• Russian cybersecurity company Elcomsoft claims its iOS Forensic Toolkit can now extract some data while a device is in BFU mode.
  • The latest update of iOS Forensic Toolkit allows it to extract select keychain records from iPhone devices
  • The toolkit can be used on iPhone 5s up to iPhone X running on iOS 12 and up to iOS 13.3

A Russian cybersecurity company that makes digital forensic tools for law enforcement and business specialists has discovered a way to hack into locked Apple iPhone devices. The method reportedly works on most iPhone models ranging between iPhone 5s and iPhone X. It is also effective on iPhone devices running on iOS 12 through iOS 13.3.

The cybersecurity company is called Elcomsoft. It's newly expanded capability to extract data even on devices running on iOS 13.3, which many claims unlockable, is through the update rolled out on its iOS Forensic Toolkit. The company claims that its iOS Forensic Toolkit can extract specific pieces of data from an iOS device before it has been unlocked.

Apple made sure that nearly all of the data stored on an iPad or an iPhone is safely and securely encrypted following a restart or a reboot until a passcode has been keyed in. However, the little part that is now, which includes keychain data, can be obtained, says Cult of Mac. Over the years, the Cupertino-based tech company has been making it more difficult to crack into iOS devices through every major software build.

Right now, it is almost impossible to access a locked iPhone without a special tool that could cost hundreds of thousands of dollars, adds the site. However, there might still be some data that you can get from an iOS device without the need to unlock it. Elcomsoft thinks that it is the iOS Forensic Toolkit.

The latest update of the IOS Forensic Toolkit enables the software to extract chosen keychain records in the Before First Unlock ( BFU ). In other words, it can collect sensitive information from infected iPhone devices that have been rebooted or powered off, and it does not require a passcode entry. According to Elcomsoft,

In Apple’s world, the content of the iPhone remains securely encrypted until the moment the user taps in their screen lock passcode. The screen lock passcode is absolutely required to generate the encryption key, which in turn is absolutely required to decrypt the iPhone’s file system.
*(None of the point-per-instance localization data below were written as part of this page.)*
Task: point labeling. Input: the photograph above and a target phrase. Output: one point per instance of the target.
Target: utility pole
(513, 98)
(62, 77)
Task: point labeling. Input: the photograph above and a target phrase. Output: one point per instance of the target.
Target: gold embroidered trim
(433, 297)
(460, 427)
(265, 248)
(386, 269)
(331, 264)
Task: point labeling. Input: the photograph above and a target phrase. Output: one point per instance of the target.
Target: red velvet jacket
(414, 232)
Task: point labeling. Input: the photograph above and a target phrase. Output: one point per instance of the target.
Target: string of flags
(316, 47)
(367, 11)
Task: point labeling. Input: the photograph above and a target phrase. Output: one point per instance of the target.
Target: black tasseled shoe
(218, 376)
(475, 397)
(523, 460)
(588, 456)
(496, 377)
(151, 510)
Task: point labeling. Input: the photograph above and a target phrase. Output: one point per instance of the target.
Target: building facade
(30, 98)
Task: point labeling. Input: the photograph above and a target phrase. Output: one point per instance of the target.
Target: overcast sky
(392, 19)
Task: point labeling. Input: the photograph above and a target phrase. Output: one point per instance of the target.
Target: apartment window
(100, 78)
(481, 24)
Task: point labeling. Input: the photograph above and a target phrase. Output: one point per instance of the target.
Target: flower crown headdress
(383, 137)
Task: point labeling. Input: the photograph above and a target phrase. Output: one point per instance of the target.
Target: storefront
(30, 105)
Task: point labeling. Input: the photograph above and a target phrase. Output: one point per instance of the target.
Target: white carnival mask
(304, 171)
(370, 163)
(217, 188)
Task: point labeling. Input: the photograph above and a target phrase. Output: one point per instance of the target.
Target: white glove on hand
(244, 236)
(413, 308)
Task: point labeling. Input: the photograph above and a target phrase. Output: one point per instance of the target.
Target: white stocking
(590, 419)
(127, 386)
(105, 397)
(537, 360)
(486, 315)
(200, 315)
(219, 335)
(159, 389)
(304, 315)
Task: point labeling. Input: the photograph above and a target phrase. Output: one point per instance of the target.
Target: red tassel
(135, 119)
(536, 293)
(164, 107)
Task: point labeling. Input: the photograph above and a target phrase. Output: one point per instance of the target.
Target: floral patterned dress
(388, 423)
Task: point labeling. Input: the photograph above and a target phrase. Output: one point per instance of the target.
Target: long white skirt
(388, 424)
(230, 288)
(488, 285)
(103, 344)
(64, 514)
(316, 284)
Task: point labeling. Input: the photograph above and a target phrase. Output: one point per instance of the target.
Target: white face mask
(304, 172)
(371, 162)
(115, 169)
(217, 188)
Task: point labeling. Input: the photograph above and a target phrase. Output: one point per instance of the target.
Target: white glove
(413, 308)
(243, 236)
In other words, almost everything inside the iPhone remains encrypted until the user unlocks it with their passcode after the phone starts up.

The partially exposed bits, are by design and are necessary to enable the iPhone device to boot up properly. It is not clear if a software update or a firmware fix from Apple could render this newly-discovered method ineffective. Also, there is no mention that this method could work on the current generation of iPhone devices, which is the iPhone 11 series.

The cybersecurity company also made it clear that it will not, in any way, help unlock iOS devices. Instead, its recently updated iOS Forensic Toolkit could come handy, especially to law enforcement officials in extracting data from an iPhone without having to unlock or jailbreak it.